One-page handouts from the United Klans of America were left folded in quarters in sandwich-sized bags in driveways in Orange and Milford, WCBS 880’s Paul Murnane reported.

The Connecticut Post reported they were found on Wheelers Farms Road, Herbert Street, and Coram Lane.

The handouts have large text below the UKA logo saying “NEIGHBORHOOD WATCH” with a message below that reads “Sleep well knowing the UKA is awake.”

“Anytime we hear of any type of activity or people conducting themselves under those symbolic hatred organizations, we have very much concern,” state NAACP president Scot X. Esdaile told the Connecticut Post. “A lot of people have been killed, murdered.
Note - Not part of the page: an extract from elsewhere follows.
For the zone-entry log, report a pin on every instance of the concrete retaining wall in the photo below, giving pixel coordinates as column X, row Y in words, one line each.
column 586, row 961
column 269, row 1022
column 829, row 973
A lot of families have been destroyed over the years in the North and in the South.”

The group denied it is a hate organization.

“We don’t condone any sort of violence,” Eric Krieger, “imperial kleeper” of the UKA, told the Post.

But there’s little doubt in the mind of 89-year-old handout recipient Chet Ignatowski of Milford.

“I looked at it and I said ‘What the hell? That piece of junk.’ That’s what I said,” Ignatowski told Murnane.

“My first reaction: No. I don’t think I’d sleep well tonight knowing that they’re out there watching my house and my neighborhood,” Milford resident Paul Costello said.

A police dispatcher in Orange said he was not aware of any complaints there.

At least one recipient seemed surprised the handout that she tossed aside unread like any other piece of junkmail might have a tie to what was once the largest KKK group in the nation.

“Oh my God. That’s terrible. Why they do that? I think all the neighborhood got it,” said the woman, who didn’t want to give her name.

A spokesperson for the Milford Police Department told Murnane that they’re concerned about such a “neighborhood watch” being operated by a hate group.

They’d like to speak with the distributors of the handouts and are considering an e-mail, text message, and reverse 911 blast in connection with the case.